/0/22400/coverbig.jpg?v=928b482a1f89d199f04e8197baf1965e)
Rangga Wijaya, pewaris kaya yang sinis dan trauma dengan cinta, terus didesak keluarganya untuk segera menikah. Hidupnya berubah ketika Kinanti, perempuan sederhana yang cerdas tapi terbelit utang keluarga, masuk ke perusahaannya sebagai sekretaris sementara. Di tengah tekanan keluarga, luka masa lalu, dan perbedaan dunia mereka, Rangga dan Kinanti terlibat dalam dinamika penuh humor dan ketegangan. Mampukah mereka menemukan kebahagiaan di tengah kekacauan hidup masing-masing?

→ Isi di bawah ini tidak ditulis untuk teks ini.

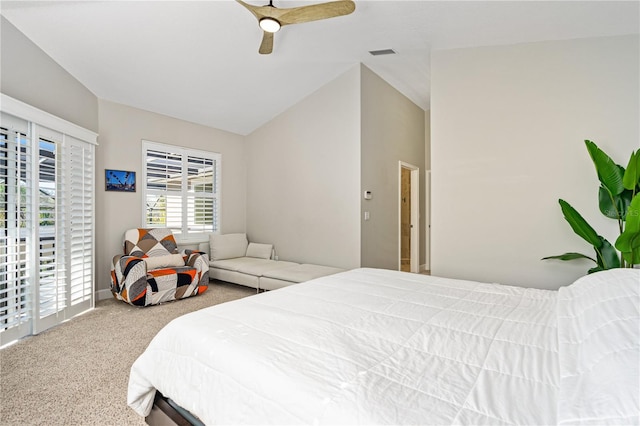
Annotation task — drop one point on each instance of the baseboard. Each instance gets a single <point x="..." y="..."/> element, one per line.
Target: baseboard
<point x="103" y="294"/>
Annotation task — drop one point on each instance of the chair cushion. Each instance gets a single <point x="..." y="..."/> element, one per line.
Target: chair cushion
<point x="302" y="273"/>
<point x="261" y="251"/>
<point x="234" y="264"/>
<point x="228" y="246"/>
<point x="264" y="266"/>
<point x="167" y="261"/>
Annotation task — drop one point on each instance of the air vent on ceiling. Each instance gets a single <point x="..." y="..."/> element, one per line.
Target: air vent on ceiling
<point x="382" y="52"/>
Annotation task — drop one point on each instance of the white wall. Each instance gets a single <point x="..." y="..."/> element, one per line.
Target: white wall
<point x="122" y="129"/>
<point x="30" y="75"/>
<point x="508" y="125"/>
<point x="303" y="177"/>
<point x="392" y="131"/>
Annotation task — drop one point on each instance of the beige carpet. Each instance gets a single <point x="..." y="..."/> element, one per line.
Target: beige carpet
<point x="77" y="372"/>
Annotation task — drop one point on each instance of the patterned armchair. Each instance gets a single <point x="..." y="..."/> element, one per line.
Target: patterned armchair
<point x="151" y="270"/>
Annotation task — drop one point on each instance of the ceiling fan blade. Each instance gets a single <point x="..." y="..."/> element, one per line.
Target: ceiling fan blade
<point x="315" y="12"/>
<point x="266" y="47"/>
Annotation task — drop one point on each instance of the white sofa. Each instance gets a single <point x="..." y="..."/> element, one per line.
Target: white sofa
<point x="234" y="259"/>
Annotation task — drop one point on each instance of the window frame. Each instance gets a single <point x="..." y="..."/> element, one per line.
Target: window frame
<point x="184" y="236"/>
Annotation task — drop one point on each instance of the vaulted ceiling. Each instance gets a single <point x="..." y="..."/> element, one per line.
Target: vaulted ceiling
<point x="199" y="61"/>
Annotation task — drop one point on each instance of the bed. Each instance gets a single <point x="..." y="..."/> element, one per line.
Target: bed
<point x="372" y="346"/>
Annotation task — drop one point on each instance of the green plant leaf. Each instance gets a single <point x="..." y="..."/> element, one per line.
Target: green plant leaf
<point x="595" y="269"/>
<point x="579" y="225"/>
<point x="606" y="255"/>
<point x="570" y="256"/>
<point x="614" y="206"/>
<point x="631" y="177"/>
<point x="609" y="173"/>
<point x="629" y="240"/>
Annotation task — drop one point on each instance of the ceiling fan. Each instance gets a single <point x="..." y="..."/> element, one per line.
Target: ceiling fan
<point x="271" y="18"/>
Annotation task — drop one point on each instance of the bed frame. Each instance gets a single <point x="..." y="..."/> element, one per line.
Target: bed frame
<point x="165" y="412"/>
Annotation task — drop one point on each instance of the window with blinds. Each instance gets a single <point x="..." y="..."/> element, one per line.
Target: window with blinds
<point x="181" y="189"/>
<point x="46" y="209"/>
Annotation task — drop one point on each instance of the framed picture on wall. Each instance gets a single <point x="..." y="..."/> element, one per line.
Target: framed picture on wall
<point x="119" y="180"/>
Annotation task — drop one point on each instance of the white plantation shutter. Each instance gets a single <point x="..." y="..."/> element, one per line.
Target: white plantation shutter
<point x="46" y="210"/>
<point x="79" y="160"/>
<point x="16" y="215"/>
<point x="181" y="189"/>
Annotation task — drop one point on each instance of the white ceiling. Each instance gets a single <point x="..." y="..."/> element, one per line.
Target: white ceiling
<point x="199" y="61"/>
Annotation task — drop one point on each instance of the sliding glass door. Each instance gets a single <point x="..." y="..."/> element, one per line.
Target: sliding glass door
<point x="46" y="244"/>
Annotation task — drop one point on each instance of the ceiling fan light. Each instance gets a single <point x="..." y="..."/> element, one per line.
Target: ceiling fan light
<point x="269" y="25"/>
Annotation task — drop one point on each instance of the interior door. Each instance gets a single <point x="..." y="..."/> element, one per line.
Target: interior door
<point x="405" y="219"/>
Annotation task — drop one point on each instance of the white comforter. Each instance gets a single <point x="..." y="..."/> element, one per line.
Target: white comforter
<point x="362" y="347"/>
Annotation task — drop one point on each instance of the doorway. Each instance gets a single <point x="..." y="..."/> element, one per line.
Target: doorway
<point x="408" y="202"/>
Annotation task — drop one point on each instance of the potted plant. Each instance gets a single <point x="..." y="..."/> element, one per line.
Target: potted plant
<point x="618" y="199"/>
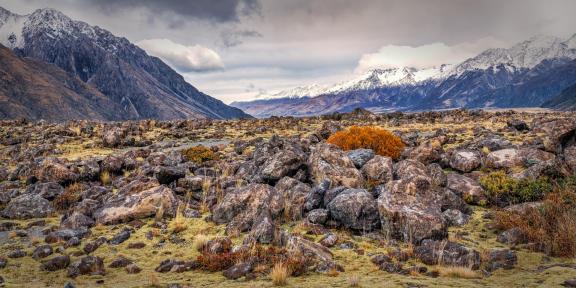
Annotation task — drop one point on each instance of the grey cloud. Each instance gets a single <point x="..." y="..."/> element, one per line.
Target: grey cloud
<point x="217" y="11"/>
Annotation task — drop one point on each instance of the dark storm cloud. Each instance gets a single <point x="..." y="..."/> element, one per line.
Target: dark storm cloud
<point x="211" y="10"/>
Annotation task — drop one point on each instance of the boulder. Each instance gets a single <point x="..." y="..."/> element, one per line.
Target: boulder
<point x="294" y="194"/>
<point x="409" y="169"/>
<point x="318" y="216"/>
<point x="360" y="156"/>
<point x="77" y="220"/>
<point x="467" y="188"/>
<point x="501" y="259"/>
<point x="122" y="208"/>
<point x="42" y="251"/>
<point x="283" y="163"/>
<point x="167" y="175"/>
<point x="329" y="162"/>
<point x="465" y="160"/>
<point x="517" y="125"/>
<point x="411" y="211"/>
<point x="570" y="158"/>
<point x="379" y="169"/>
<point x="113" y="137"/>
<point x="437" y="175"/>
<point x="315" y="199"/>
<point x="263" y="228"/>
<point x="56" y="263"/>
<point x="87" y="265"/>
<point x="427" y="152"/>
<point x="238" y="270"/>
<point x="558" y="133"/>
<point x="48" y="191"/>
<point x="28" y="206"/>
<point x="240" y="207"/>
<point x="455" y="217"/>
<point x="432" y="252"/>
<point x="503" y="159"/>
<point x="355" y="209"/>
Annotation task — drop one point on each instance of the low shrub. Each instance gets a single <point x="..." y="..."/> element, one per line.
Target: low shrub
<point x="502" y="190"/>
<point x="380" y="140"/>
<point x="551" y="226"/>
<point x="279" y="274"/>
<point x="199" y="154"/>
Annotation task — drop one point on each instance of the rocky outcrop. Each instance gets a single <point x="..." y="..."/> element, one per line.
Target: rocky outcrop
<point x="411" y="211"/>
<point x="122" y="208"/>
<point x="328" y="162"/>
<point x="467" y="188"/>
<point x="28" y="206"/>
<point x="240" y="208"/>
<point x="355" y="209"/>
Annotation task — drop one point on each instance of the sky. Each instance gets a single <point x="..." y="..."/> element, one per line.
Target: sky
<point x="238" y="50"/>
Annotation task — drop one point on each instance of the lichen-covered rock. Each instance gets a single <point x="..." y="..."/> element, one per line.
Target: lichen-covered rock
<point x="88" y="265"/>
<point x="355" y="209"/>
<point x="28" y="206"/>
<point x="241" y="207"/>
<point x="294" y="194"/>
<point x="432" y="252"/>
<point x="503" y="159"/>
<point x="467" y="188"/>
<point x="360" y="156"/>
<point x="411" y="211"/>
<point x="437" y="175"/>
<point x="379" y="169"/>
<point x="501" y="259"/>
<point x="48" y="191"/>
<point x="56" y="263"/>
<point x="427" y="152"/>
<point x="329" y="162"/>
<point x="465" y="160"/>
<point x="123" y="208"/>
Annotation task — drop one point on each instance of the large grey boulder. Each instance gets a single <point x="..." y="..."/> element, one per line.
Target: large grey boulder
<point x="123" y="208"/>
<point x="410" y="210"/>
<point x="360" y="156"/>
<point x="355" y="209"/>
<point x="465" y="160"/>
<point x="241" y="207"/>
<point x="379" y="169"/>
<point x="467" y="188"/>
<point x="329" y="162"/>
<point x="28" y="206"/>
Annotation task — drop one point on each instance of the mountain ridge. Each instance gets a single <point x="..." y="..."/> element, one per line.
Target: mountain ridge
<point x="143" y="85"/>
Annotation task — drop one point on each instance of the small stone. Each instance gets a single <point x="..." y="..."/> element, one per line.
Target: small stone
<point x="133" y="269"/>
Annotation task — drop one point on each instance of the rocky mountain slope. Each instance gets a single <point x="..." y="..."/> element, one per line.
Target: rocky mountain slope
<point x="564" y="101"/>
<point x="144" y="86"/>
<point x="525" y="75"/>
<point x="37" y="90"/>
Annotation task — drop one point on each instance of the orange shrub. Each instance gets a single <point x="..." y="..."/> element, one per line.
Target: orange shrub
<point x="380" y="140"/>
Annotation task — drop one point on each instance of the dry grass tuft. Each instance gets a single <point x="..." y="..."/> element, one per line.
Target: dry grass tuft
<point x="552" y="227"/>
<point x="354" y="281"/>
<point x="380" y="140"/>
<point x="457" y="272"/>
<point x="199" y="154"/>
<point x="279" y="274"/>
<point x="105" y="178"/>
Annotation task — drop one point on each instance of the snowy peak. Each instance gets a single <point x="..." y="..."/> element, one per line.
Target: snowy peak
<point x="524" y="55"/>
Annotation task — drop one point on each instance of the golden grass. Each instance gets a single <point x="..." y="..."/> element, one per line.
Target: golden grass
<point x="279" y="274"/>
<point x="457" y="272"/>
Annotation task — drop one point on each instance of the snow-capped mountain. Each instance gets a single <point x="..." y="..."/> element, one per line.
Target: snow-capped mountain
<point x="524" y="75"/>
<point x="524" y="55"/>
<point x="144" y="86"/>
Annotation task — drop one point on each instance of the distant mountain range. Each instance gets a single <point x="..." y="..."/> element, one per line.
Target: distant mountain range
<point x="103" y="76"/>
<point x="526" y="75"/>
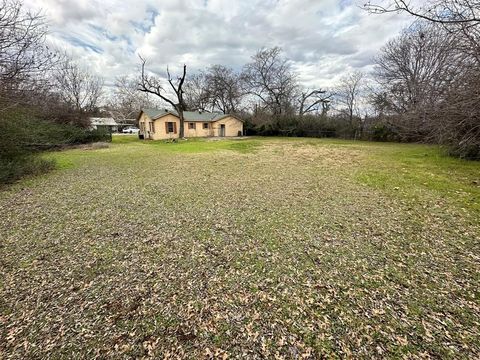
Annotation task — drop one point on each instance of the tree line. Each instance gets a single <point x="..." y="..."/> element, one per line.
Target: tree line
<point x="45" y="96"/>
<point x="425" y="86"/>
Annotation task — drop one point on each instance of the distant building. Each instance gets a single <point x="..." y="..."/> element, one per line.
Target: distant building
<point x="165" y="124"/>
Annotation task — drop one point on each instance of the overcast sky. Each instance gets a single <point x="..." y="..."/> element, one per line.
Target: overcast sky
<point x="324" y="38"/>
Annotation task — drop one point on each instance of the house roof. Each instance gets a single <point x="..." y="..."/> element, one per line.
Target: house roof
<point x="189" y="116"/>
<point x="103" y="122"/>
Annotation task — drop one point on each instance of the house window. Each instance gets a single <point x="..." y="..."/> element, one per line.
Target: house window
<point x="170" y="127"/>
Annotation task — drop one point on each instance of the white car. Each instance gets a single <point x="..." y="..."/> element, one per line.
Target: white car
<point x="131" y="130"/>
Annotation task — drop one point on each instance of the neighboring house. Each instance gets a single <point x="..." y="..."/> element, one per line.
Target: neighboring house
<point x="104" y="123"/>
<point x="165" y="124"/>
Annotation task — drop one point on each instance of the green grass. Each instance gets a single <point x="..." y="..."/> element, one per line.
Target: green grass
<point x="251" y="248"/>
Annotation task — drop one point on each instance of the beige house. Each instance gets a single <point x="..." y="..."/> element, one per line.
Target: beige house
<point x="165" y="124"/>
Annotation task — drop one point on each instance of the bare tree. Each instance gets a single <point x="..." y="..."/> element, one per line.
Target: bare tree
<point x="77" y="87"/>
<point x="197" y="95"/>
<point x="269" y="77"/>
<point x="25" y="57"/>
<point x="447" y="12"/>
<point x="348" y="97"/>
<point x="224" y="88"/>
<point x="153" y="85"/>
<point x="314" y="101"/>
<point x="127" y="101"/>
<point x="415" y="71"/>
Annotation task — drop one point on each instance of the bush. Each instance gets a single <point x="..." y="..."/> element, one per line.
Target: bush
<point x="23" y="136"/>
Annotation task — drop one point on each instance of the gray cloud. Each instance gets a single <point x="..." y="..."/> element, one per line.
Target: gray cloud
<point x="324" y="39"/>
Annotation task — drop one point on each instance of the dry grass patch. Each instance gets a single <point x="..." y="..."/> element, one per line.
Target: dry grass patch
<point x="272" y="248"/>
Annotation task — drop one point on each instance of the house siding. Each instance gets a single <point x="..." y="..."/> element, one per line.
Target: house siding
<point x="232" y="127"/>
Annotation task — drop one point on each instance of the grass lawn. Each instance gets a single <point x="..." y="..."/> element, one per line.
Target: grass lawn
<point x="258" y="248"/>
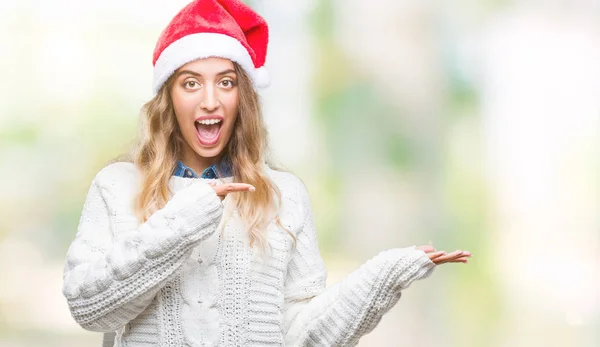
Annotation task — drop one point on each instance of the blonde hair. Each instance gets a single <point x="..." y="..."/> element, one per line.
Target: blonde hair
<point x="159" y="148"/>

Telepon di meja kerja Rangga bergetar lagi. Kali ini, bukan hanya bergetar, tapi seperti menari-nari, nyaris terjun bebas ke lantai karena getarannya yang heboh. Rangga melirik layar ponsel itu malas-malasan. Nama Mama terpampang jelas di sana, seperti pengingat nasib yang tak bisa dihindari. Ia menghela napas panjang, menyandarkan tubuh ke kursi, dan bersiap menerima "ceramah sore".
"Halo, Ma," sapanya datar, tanpa usaha menyembunyikan rasa lelahnya.
"Rangga, Mama cuma mau tanya," suara Mamanya langsung menyerang tanpa aba-aba, "Kapan kamu mau mulai cari calon istri? Jangan bilang Mama kamu sibuk lagi, karena Mama sudah bosan dengar alasan itu!"
Rangga memijat pelipisnya sambil melirik jam di dinding. Ah, lima menit lebih awal dari biasanya, pikirnya. Biasanya ceramah ini dimulai pukul empat tepat. Rekor baru.
"Ma, aku sibuk, dan aku belum ketemu yang cocok," jawabnya, mencoba terdengar santai.
Mamanya mendesah, suara khas seorang ibu yang kecewa tapi tetap gigih. "Rangga, kamu tuh punya segalanya. Tampan, kaya, pintar, bisnis sukses. Kok ya masih saja jomblo? Mama ini malu kalau arisan ditanya kapan kamu menikah! Mama jadi bahan gosip, tahu nggak?"
"Mama, aku juga nggak mungkin pilih istri cuma biar Mama bisa menang di arisan," tukas Rangga, mencoba menahan senyum.
"Bukan itu maksud Mama!" seru Mamanya. "Tapi umurmu itu loh, Nak. Sudah tiga puluh dua tahun! Kalau kamu terus-terusan begini, nanti anak-anakmu manggil kamu Opa, bukan Papa!"
Rangga mengerutkan kening. "Opa? Mama, umurku baru tiga puluh dua, bukan tujuh puluh dua."
"Lima tahun lagi juga sudah kepala empat! Habis itu kepala lima! Mama ini ngomong karena sayang sama kamu, Nak. Masa pewaris satu-satunya keluarga Wijaya malah jadi perjaka tua?"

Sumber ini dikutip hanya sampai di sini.